Екатерина Павловна опустила глаза и отвернулась. Открытая по натуре, она порой не понимала поведение Кутузова и втайне корила его за неискренность, особенно к её протеже Ростопчину[38]. — Кстати, полковник! Семейство графа гостит в Ярославле. Его родных мы с превеликим трудом поместили в доме одного купца. Он выделил им несколько комнат, a propos с большой неохотой. Город переполнен московскими беженцами, и дочери графа жалуются, в особенности бедняжка Софи[39], что приехавшие с ними москвичи дурно относятся к ним и нелестно отзываются об их батюшке, виня графа во всех несчастьях. — Мысль о Ростопчине и введшим его в заблуждение Кутузове столь сильно занимала принца, что он не преминул упомянуть о «проблемах» семьи московского градоначальника.
— Не будем спорить, мой друг! Уступление неприятелю Москвы — величайшее бедствие и позор России. Однако оно уж свершилось. Мы же делаем всё, дабы хоть на толику облегчить тяжесть её временной утраты и примерно наказать корсиканское чудовище. Впрочем, довольно об том. Полковник Чернышёв устал и с дороги, — многозначительно посмотрела на мужа Екатерина Павловна, намекая, что не худо бы пригласить гостя к обеду.

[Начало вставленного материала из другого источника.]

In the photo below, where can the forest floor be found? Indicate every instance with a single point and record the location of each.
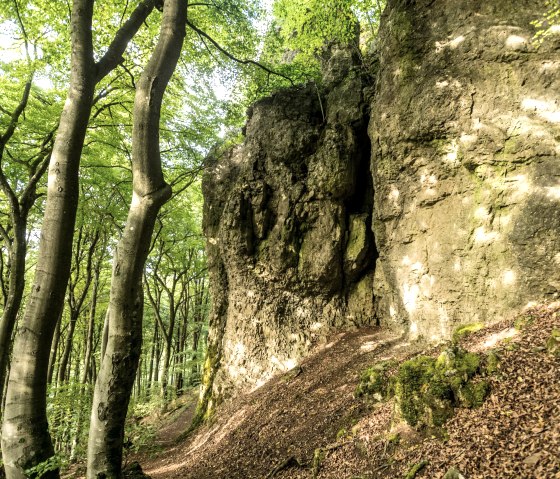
(311, 412)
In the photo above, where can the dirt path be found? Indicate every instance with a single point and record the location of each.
(291, 416)
(275, 430)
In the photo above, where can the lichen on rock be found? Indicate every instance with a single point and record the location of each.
(288, 217)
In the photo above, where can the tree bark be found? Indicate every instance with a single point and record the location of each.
(25, 438)
(150, 192)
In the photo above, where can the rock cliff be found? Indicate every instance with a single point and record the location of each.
(420, 199)
(466, 163)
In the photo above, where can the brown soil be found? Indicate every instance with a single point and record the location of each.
(275, 430)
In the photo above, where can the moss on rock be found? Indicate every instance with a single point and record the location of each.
(375, 382)
(428, 389)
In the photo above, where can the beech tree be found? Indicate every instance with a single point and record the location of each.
(26, 442)
(150, 192)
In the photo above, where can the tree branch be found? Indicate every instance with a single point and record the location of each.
(113, 55)
(233, 57)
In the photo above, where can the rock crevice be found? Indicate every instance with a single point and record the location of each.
(420, 201)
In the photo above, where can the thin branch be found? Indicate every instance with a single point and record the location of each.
(233, 57)
(113, 55)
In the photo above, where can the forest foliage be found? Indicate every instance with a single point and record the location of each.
(234, 52)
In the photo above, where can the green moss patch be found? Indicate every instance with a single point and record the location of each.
(463, 331)
(375, 382)
(428, 389)
(553, 342)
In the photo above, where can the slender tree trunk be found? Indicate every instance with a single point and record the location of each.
(91, 325)
(150, 192)
(152, 356)
(25, 438)
(54, 350)
(15, 292)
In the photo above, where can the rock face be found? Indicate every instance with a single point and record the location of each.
(466, 163)
(455, 219)
(289, 228)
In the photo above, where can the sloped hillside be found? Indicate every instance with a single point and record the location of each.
(309, 423)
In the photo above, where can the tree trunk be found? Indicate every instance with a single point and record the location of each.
(15, 293)
(25, 438)
(91, 325)
(54, 350)
(150, 192)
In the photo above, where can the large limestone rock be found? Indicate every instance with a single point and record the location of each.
(464, 138)
(466, 163)
(288, 221)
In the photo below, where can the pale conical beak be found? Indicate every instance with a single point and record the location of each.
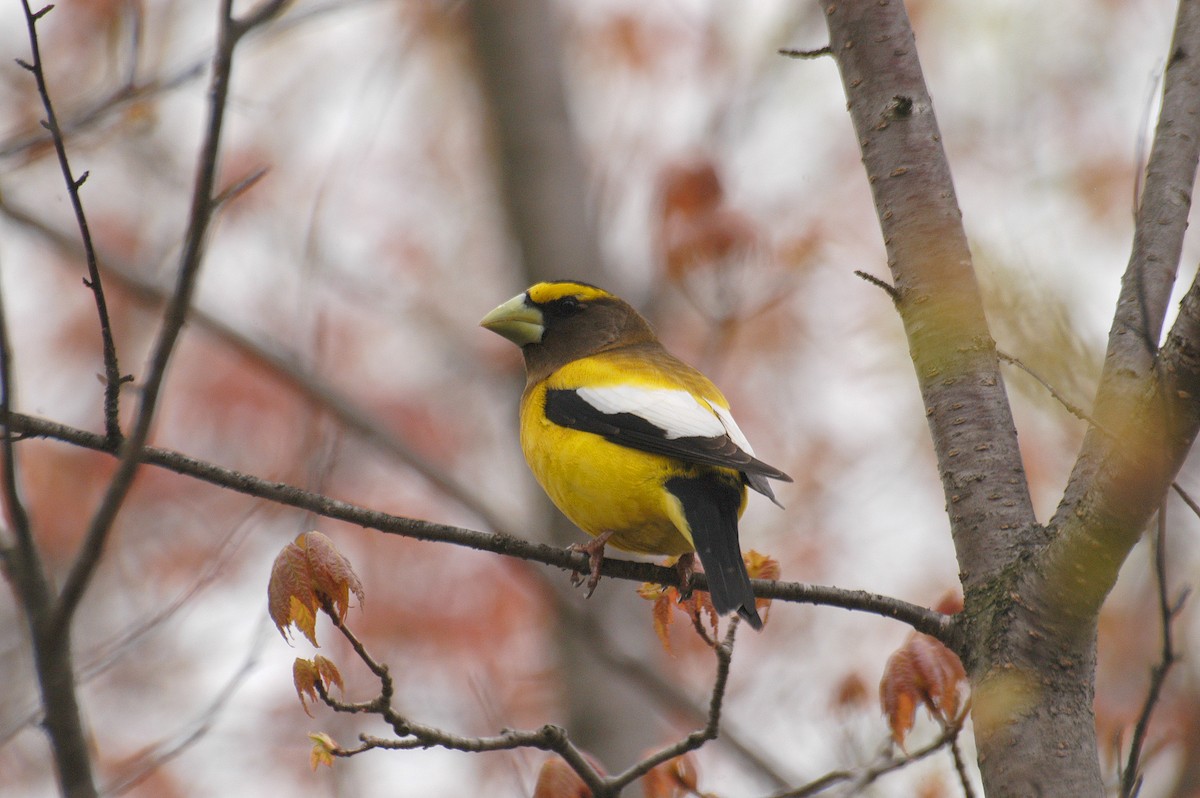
(516, 321)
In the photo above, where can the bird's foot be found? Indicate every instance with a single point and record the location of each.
(594, 550)
(687, 568)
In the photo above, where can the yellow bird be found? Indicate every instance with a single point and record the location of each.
(634, 445)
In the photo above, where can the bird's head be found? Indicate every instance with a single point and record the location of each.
(558, 322)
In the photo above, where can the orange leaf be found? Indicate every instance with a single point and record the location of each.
(922, 671)
(323, 748)
(289, 597)
(305, 676)
(762, 567)
(331, 573)
(672, 779)
(306, 574)
(660, 612)
(558, 780)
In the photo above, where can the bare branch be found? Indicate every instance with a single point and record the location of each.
(553, 738)
(697, 738)
(202, 208)
(1105, 483)
(864, 777)
(112, 371)
(921, 618)
(1131, 779)
(286, 366)
(934, 287)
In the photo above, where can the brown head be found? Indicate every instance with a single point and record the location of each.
(558, 322)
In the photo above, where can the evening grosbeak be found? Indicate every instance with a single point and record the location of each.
(634, 445)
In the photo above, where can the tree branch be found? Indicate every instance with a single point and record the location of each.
(285, 366)
(112, 371)
(229, 33)
(921, 618)
(1146, 413)
(935, 288)
(1131, 780)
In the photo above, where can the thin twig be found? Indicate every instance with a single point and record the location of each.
(231, 30)
(864, 777)
(159, 755)
(1084, 415)
(921, 618)
(112, 371)
(1131, 780)
(697, 738)
(888, 288)
(27, 564)
(553, 738)
(960, 766)
(805, 54)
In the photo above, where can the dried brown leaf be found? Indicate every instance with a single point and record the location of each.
(307, 573)
(558, 780)
(672, 779)
(323, 748)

— О, полковник! Мы вас довольно утомили. Пожалуйте к столу! — С неподдельным радушием на лице принц отворил двери в столовую.
За обедом разговор принял вовсе непринуждённый характер. Екатерина Павловна часто смеялась и искромётно шутила, Чернышёв не оставался в долгу и, красочно живописуя, вспоминал свои парижские похождения, вызывая улыбку его высочества Георга. Лишь присутствовавший за столом генерал Клейнмихель испытывал неловкость и чувствовал себя не в своей тарелке в столь блестящем аристократическом обществе.
Сын рижского пастора, он то и дело обращался к гражданскому губернатору князю Голицыну со своими насущными вопросами по ополчению, которые были, вероятно, уместны, учитывая драматичность положения, однако явно досаждали не желавшему отвлекаться от приятной беседы князю. Сама персона и разговоры Клейнмихеля — безродного служаки и выскочки, как полагал Голицын, — беспрестанно твердившего о большой убыли в войсках, были в тягость князю, поскольку напоминали ему о личном горе — гибели сына в Бородинском сражении.